Fitch sees People’s Insurance’s ownership as neutral to its rating. Fitch believes that Sri Lanka’s regulatory framework, under which People’s Insurance operates, ring-fences the insurer’s capitalisation and policyholders through implementation of a minimum risk-based capital requirement.
Fitch believes People’s Insurance will maintain its regulatory capitalisation, as measured by its risk-based capital (RBC) ratio, above 225% in the medium term, helped by its profitability and changes in investment allocation. The RBC ratio declined to 214% by end-September 2019, from 237% in 2018, due to the adoption of SLFRS 16 Leases and some asset allocation decisions during the year.
The new lease accounting standard – the local equivalent of IFRS 16 – removes the distinction between operating and finance leases. Most contracts classified as operating leases, which were previously off balance sheet, are now recognised on the balance sheet as right-of-use (RoU) assets, along with a corresponding lease liability. The local RBC regime regards RoU assets as inadmissible and deducts them from total available capital – the numerator of the regulatory RBC ratio. RoU assets are also subject to a 1% operational-risk charge in calculating the regulatory RBC ratio. Fitch estimates the insurer’s RBC ratio was 13pp lower at end-September 2019 under SLFRS 16 than what it would have been under the previous standard.
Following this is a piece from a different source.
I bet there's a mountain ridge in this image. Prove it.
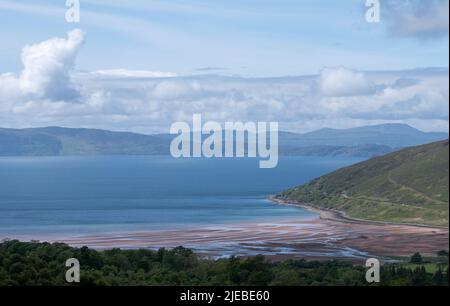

Management intends to amend its short-term investment strategy to move some investments from term deposits to government securities and quality domestic corporate bonds. Fitch believes that this should support the company’s initiative to improve its RBC ratio to above 225% in the near term.
Fitch assesses the insurer’s business profile as ‘Moderate’ compared with that of other domestic non-life insurers due to its substantive business franchise and competitive advantages, which are supported by its association with the strong ‘People’s’ brand. This is somewhat counterbalanced by its moderate operating scale, business risk profile and diversification.
Almost 70% of the insurer’s business was directed from the group during 9M19 (2018: 77%), mainly through referrals from its immediate parent, People’s Leasing & Finance PLC (PLC, B-/AA-(lka)/Stable). People’s Insurance expanded its non-group business exposure to almost 30% of gross written premiums (GWP) in 9M19, from around 23% in 2018. This, along with its resilient group business, helped the company maintain its position as Sri Lanka’s sixth-largest non-life insurer.
The insurer’s combined ratio of 97% in 9M19 was below that of the industry due to its low-cost window-office distribution strategy. People’s Insurance operates predominantly via 139 window offices placed inside the branches of PLC and its ultimate parent, People’s Bank (Sri Lanka) (AA+(lka)/Stable), which helps keep its expense ratio lower than that of the industry at 29%. However, the expense ratio has increased in line with the costs involved in expanding the insurer’s non-group-related businesses. Fitch expects People’s Insurance to continue to benefit from the group business and its distribution strategy, which should keep the overall combined ratio below 100% in the medium term.
People’s Insurance continued to invest heavily in fixed-income securities, of which more than 95% had a credit rating of at least ‘A-(lka)’. Its investment portfolio was dominated by term deposits at 41%, followed by corporate bonds (34%) and government securities (20%) at end-September 2019. It had no exposure to equity investments.
Downgrade rating sensitivities:
– The RBC ratio remaining below 220% or the combined ratio above 100% for a sustained period.
– A weakening in the business profile due to weaker linkages between People’s Insurance and PLC, including restrictions to its distribution channels via PLC branches.
Upgrade rating sensitivities:
– An improvement in the RBC ratio to consistently above 260%, while improving the business profile in terms of broader diversification of business lines and keeping the combined ratio below 98% on a sustained basis.